(keitai-l) Re: Supported Character Sets for I-mode

From: Nick May <nick_at_kyushu.com> Date: 01/13/06 Message-Id: <AE0081CB-EB48-4213-9D3F-16017F28EB59@kyushu.com>

I want to kills this compression thing once and for all. Too many of  
us (me included) are making statements for which we do not have hard  
evidence...
  Before I go doing any testing, are people agreed that this (below)  
will let me test post compression lengths for various encoding  
formats, given an input file of jpfile.txt? I don't want to mess  
around with something then have to field criticisms later....

Note: - I don't know if php can do UTF-16. So that bit may not work...

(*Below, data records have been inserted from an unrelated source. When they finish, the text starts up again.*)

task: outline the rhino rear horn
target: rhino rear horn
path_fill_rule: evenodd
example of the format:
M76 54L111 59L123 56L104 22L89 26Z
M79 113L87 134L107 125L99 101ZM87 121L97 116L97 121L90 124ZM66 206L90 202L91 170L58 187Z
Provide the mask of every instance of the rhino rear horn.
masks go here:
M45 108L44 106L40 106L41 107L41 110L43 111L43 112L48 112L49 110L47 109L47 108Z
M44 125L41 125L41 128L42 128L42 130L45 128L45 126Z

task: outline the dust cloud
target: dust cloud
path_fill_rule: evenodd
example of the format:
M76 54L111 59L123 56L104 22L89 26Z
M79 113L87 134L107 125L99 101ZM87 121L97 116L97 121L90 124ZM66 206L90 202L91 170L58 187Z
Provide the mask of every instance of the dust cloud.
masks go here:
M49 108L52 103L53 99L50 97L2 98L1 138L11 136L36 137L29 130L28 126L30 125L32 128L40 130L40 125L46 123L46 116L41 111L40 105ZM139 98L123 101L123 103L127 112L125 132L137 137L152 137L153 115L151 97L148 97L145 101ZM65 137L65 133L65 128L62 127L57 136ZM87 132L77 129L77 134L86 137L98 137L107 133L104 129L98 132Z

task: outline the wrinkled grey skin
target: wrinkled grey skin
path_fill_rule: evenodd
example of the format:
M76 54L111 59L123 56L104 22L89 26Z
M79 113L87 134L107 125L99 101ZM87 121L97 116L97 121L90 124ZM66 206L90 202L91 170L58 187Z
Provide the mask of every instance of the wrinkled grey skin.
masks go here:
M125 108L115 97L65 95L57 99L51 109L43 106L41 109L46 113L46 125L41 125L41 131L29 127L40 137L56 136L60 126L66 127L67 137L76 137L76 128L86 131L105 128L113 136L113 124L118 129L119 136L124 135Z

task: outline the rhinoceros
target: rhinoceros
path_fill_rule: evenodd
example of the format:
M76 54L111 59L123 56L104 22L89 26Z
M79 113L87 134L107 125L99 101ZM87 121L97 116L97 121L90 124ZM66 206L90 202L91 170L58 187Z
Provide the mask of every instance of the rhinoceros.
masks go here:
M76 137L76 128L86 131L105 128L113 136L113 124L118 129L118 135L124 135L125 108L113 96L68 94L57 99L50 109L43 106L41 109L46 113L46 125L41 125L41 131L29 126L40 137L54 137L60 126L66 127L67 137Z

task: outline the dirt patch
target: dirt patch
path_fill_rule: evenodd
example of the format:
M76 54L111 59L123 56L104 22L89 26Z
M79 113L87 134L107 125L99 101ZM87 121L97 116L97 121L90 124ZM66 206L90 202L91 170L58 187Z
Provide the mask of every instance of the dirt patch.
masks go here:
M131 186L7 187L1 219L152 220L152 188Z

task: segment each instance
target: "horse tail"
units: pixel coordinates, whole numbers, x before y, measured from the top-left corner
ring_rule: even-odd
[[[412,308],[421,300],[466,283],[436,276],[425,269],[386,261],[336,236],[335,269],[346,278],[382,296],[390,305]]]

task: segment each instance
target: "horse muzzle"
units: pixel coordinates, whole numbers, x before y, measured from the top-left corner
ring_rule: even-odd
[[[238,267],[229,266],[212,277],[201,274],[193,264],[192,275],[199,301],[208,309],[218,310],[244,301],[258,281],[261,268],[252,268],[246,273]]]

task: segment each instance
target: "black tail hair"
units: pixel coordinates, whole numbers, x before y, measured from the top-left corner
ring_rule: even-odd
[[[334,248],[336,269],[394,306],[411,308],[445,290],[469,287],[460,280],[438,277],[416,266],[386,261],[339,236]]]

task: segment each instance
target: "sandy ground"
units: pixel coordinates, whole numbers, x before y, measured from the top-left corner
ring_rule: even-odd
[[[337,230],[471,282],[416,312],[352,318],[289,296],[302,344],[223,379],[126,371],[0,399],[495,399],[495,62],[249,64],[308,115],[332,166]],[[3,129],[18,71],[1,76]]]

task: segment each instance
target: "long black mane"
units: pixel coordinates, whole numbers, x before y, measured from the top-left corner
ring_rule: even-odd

It is knocked up, verbose code designed for readabily - I have not  
tested it yet.

Is this ok test code for php?

Nick

// grabs test file jpfile.txt
// determines current encoding
// converts from that to a specified encoding
// gzips converted text (including headers...)
// gets length of variables containing the gzipped
// repeats for various encodings

// TO BE DONE: echo it all...

// put file content in variable
$str = implode("", file("jpfile.txt"));

// get encoding from list of possibilites.
$encoding= mb_detect_encoding($str,  
"ASCII,JIS,UTF-8,UTF-16,ISO-8859-1,EUC-JP,SJIS");

// convert to sjis
$str_sjis = mb_convert_encoding($str, "SJIS" , $encoding);

// gzip
$str_sjis_gz = gzencode($str_sjis, 9);

//get length of gzip file
$str_len_sjis_gz = strlen($str_sjis_gz);

// rinse, repeat.

$str_eucjp = mb_convert_encoding($str, "EUC-JP" , $encoding);
$str_eucjp_gz = gzencode($str_eucjp, 9);
$str_len_eucjp_gz = strlen($str_eucjp_gz);

$str_utf8 = mb_convert_encoding($str, "UTF-8" , $encoding);
$str_utf8_gz = gzencode($str_utf8, 9);
$str_len_utf8_gz = strlen($str_utf8_gz);

$str_utf16 = mb_convert_encoding($str, "UTF-16" , $encoding);
$str_utf16_gz = gzencode($str_utf16, 9);
$str_len_utf16_gz = strlen($str_utf16_gz);

// echo it all...